Every model export is generated from one renderer-agnostic model_spec (a tiny expression AST), so the Myokit, CellML, and SBML artifacts cannot drift from each other or from the reference kernel — the numeric oracle. "Cannot drift" is enforced, not asserted: the AST carries a pure-Python evaluator, and registry.roundtrip_ode re-integrates it with the kernel's own solver settings and confirms the resulting action potential matches to ≈1e-7 relative — the "round-trip validates ~1e-4 ODE" guarantee from spec.md §6, now enforced in CI.

The record — the unit of curation

{
  "id": "channel_block.dofetilide.ikr",
  "kind": "channel_block",
  "drug": { "name": "dofetilide", "unii": "R4Z9X1N42Q" },
  "channel": "IKr",
  "parameters": [ { "symbol": "IC50",
      "value": { "central": 5.06, "low": 4.0, "high": 6.6, "units": "nM" } } ],
  "assay_context": { "max_block_observed_percent": 95 },   // <60 => unidentifiable => Tier D
  "source_values": [                                       // the variability, made first-class
    { "ic50_nm": 4.9, "platform": "manual",    "citation": "crumb-2016" },
    { "ic50_nm": 6.6, "platform": "automated", "citation": "kramer-2013" },
    { "ic50_nm": 4.0, "platform": "manual",    "citation": "li-2017" } ],
  "variability": { "fold_range": 1.65, "n_sources": 3, "iqr_nm": [4.45, 5.75] },
  "tier": "A",
  "extraction": { "review_status": "unverified" }          // honest by default — see below
}

The two load-bearing fields:

source_values + variability — multiple labs'/assays' measurements of the same IC50, with the inter-source spread computed and stored. Input variability is not hidden behind a single number.
assay_context.max_block_observed_percent — below ~60% block the IC50 is unidentifiable and any point estimate is fiction. This is what lets a Tier-D "we don't actually know this IC50" be stated honestly. (ranolazine.ical, max block 35%, is the worked example: it is excluded from simulation and caps any assessment that touches it at Tier D.)
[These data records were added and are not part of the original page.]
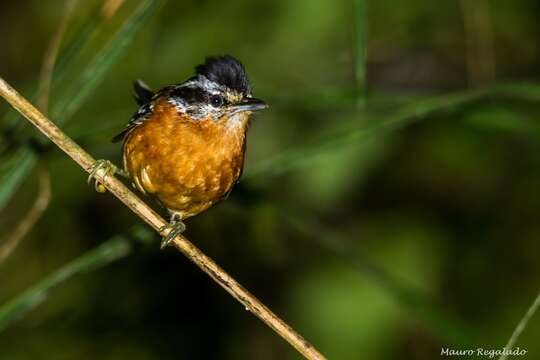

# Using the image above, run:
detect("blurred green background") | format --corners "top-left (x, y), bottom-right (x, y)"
top-left (0, 0), bottom-right (540, 360)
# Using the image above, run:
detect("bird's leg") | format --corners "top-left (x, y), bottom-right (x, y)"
top-left (159, 213), bottom-right (186, 250)
top-left (88, 159), bottom-right (129, 192)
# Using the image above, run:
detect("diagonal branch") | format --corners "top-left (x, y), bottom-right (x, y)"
top-left (0, 78), bottom-right (325, 360)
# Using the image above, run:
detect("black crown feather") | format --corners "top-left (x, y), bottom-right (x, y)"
top-left (195, 55), bottom-right (251, 95)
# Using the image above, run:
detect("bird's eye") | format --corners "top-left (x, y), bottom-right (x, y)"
top-left (210, 95), bottom-right (224, 107)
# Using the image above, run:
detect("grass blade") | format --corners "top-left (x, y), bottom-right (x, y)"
top-left (0, 0), bottom-right (160, 214)
top-left (52, 0), bottom-right (160, 125)
top-left (0, 227), bottom-right (154, 331)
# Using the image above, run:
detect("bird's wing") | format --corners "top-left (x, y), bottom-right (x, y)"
top-left (133, 79), bottom-right (154, 106)
top-left (112, 102), bottom-right (154, 142)
top-left (112, 80), bottom-right (156, 142)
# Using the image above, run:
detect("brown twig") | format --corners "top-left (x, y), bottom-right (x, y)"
top-left (0, 78), bottom-right (325, 360)
top-left (0, 168), bottom-right (51, 265)
top-left (0, 0), bottom-right (77, 264)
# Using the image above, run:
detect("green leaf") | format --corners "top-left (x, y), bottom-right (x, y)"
top-left (0, 0), bottom-right (160, 214)
top-left (0, 226), bottom-right (154, 331)
top-left (0, 148), bottom-right (37, 211)
top-left (52, 0), bottom-right (160, 126)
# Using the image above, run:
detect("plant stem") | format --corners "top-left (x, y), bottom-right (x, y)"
top-left (0, 78), bottom-right (325, 360)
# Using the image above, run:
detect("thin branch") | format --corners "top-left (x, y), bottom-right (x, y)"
top-left (0, 78), bottom-right (325, 360)
top-left (0, 0), bottom-right (77, 265)
top-left (0, 168), bottom-right (51, 265)
top-left (499, 293), bottom-right (540, 360)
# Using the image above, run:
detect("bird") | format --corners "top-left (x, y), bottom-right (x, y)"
top-left (89, 55), bottom-right (268, 248)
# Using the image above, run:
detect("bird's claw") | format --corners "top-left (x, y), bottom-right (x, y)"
top-left (159, 220), bottom-right (186, 250)
top-left (88, 159), bottom-right (121, 193)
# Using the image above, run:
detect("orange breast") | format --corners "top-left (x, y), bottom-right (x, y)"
top-left (123, 102), bottom-right (246, 219)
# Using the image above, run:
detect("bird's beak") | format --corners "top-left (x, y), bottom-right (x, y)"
top-left (232, 97), bottom-right (268, 112)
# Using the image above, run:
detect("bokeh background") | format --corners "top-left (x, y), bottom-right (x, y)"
top-left (0, 0), bottom-right (540, 360)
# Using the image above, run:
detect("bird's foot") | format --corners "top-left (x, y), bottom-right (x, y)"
top-left (159, 215), bottom-right (186, 250)
top-left (88, 159), bottom-right (127, 193)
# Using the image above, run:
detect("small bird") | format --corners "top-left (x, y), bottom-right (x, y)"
top-left (94, 55), bottom-right (267, 248)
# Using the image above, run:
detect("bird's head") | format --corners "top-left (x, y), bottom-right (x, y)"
top-left (168, 55), bottom-right (267, 126)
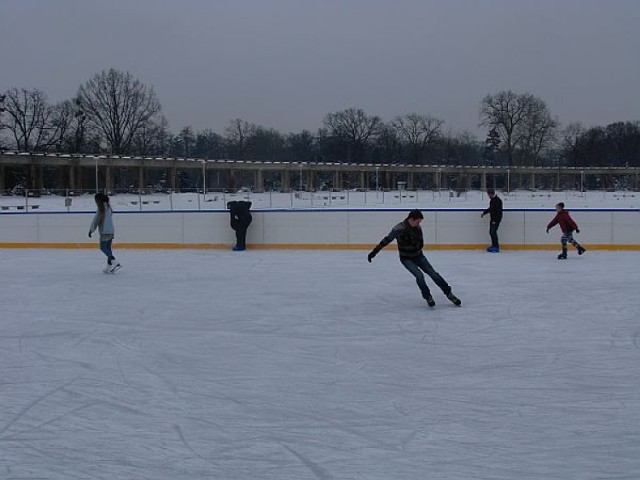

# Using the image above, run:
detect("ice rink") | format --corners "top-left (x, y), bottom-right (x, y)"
top-left (0, 249), bottom-right (640, 480)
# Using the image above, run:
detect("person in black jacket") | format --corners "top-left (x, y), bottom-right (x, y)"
top-left (227, 201), bottom-right (253, 252)
top-left (367, 210), bottom-right (462, 307)
top-left (480, 188), bottom-right (502, 253)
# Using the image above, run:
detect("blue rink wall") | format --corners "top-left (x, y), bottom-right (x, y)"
top-left (0, 209), bottom-right (640, 250)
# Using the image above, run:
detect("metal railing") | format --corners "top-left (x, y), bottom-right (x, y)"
top-left (0, 188), bottom-right (640, 213)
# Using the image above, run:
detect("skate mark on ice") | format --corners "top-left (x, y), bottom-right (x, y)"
top-left (280, 443), bottom-right (333, 480)
top-left (36, 353), bottom-right (96, 370)
top-left (71, 327), bottom-right (98, 348)
top-left (142, 367), bottom-right (178, 396)
top-left (5, 400), bottom-right (106, 440)
top-left (0, 376), bottom-right (79, 435)
top-left (173, 425), bottom-right (213, 464)
top-left (632, 330), bottom-right (640, 350)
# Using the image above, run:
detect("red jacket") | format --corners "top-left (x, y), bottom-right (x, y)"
top-left (547, 210), bottom-right (578, 233)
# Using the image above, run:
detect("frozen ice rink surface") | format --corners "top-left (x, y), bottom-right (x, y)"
top-left (0, 249), bottom-right (640, 480)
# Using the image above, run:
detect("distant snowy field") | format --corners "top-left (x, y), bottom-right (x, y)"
top-left (0, 190), bottom-right (640, 213)
top-left (0, 249), bottom-right (640, 480)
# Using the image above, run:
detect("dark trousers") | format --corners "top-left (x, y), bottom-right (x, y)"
top-left (400, 253), bottom-right (451, 298)
top-left (489, 222), bottom-right (500, 249)
top-left (235, 224), bottom-right (249, 248)
top-left (560, 232), bottom-right (580, 254)
top-left (231, 217), bottom-right (251, 248)
top-left (100, 240), bottom-right (115, 260)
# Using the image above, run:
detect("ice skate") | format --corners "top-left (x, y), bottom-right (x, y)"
top-left (447, 292), bottom-right (462, 307)
top-left (105, 258), bottom-right (122, 273)
top-left (424, 293), bottom-right (436, 307)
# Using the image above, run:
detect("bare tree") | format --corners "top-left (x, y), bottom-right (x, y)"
top-left (480, 90), bottom-right (557, 165)
top-left (324, 108), bottom-right (384, 162)
top-left (391, 113), bottom-right (444, 163)
top-left (78, 68), bottom-right (161, 155)
top-left (0, 88), bottom-right (54, 151)
top-left (225, 118), bottom-right (257, 159)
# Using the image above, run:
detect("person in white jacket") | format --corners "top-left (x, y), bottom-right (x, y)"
top-left (89, 193), bottom-right (121, 273)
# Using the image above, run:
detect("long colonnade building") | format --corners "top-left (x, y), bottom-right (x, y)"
top-left (0, 151), bottom-right (640, 194)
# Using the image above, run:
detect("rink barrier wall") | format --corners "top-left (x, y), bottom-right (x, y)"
top-left (0, 208), bottom-right (640, 250)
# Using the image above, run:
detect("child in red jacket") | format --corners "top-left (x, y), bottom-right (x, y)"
top-left (547, 202), bottom-right (586, 260)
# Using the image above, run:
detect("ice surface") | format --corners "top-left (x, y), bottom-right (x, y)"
top-left (0, 249), bottom-right (640, 480)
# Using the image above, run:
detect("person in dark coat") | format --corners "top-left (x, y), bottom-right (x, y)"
top-left (227, 201), bottom-right (253, 252)
top-left (547, 202), bottom-right (587, 260)
top-left (480, 188), bottom-right (502, 253)
top-left (367, 210), bottom-right (462, 307)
Confidence tiers & propagation

Tier	Channel block	AP model
A	Multiple labs agree (low fold-range), block ≳60% so IC50 identifiable	Validated on CiPA validation set
B	One good measurement with adequate block; a single well-curated source	Published, internally validated
C	Single measurement; low/borderline block; unresolved manual-vs-automated discrepancy	Reduced / reference kernel
D	Max block < ~60% (IC50 unidentifiable), population extrapolation, or hypothesis-tier — not predictive	—

Two hard, machine-checked rules (harmonia validate enforces both):

The reliability gate — max_block < 60% ⟺ Tier D ⟺ a known_failure_mode is present. No point IC50 is recorded as if reliable.
Worst-input-wins — a composed assessment inherits the worst tier among its channel-block records + AP model. One unidentifiable IC50 caps the whole assessment at D — and the input variability is propagated by Monte-Carlo, producing a distribution of outcomes and a flip frequency, never a bare class.

verified vs the tier. The tier is data quality (do labs agree? is the IC50 identifiable?). review_status is whether a human opened the source PDF. They are orthogonal. Every v0.1 record ships unverified — the values are literature-derived but no PDF has been confirmed inside Harmonia. LLMs assist extraction but never promote to verified. harmonia info reports the verified count honestly (currently 0/104). Promoting records by reading the source is the single highest-leverage contribution — see CONTRIBUTING.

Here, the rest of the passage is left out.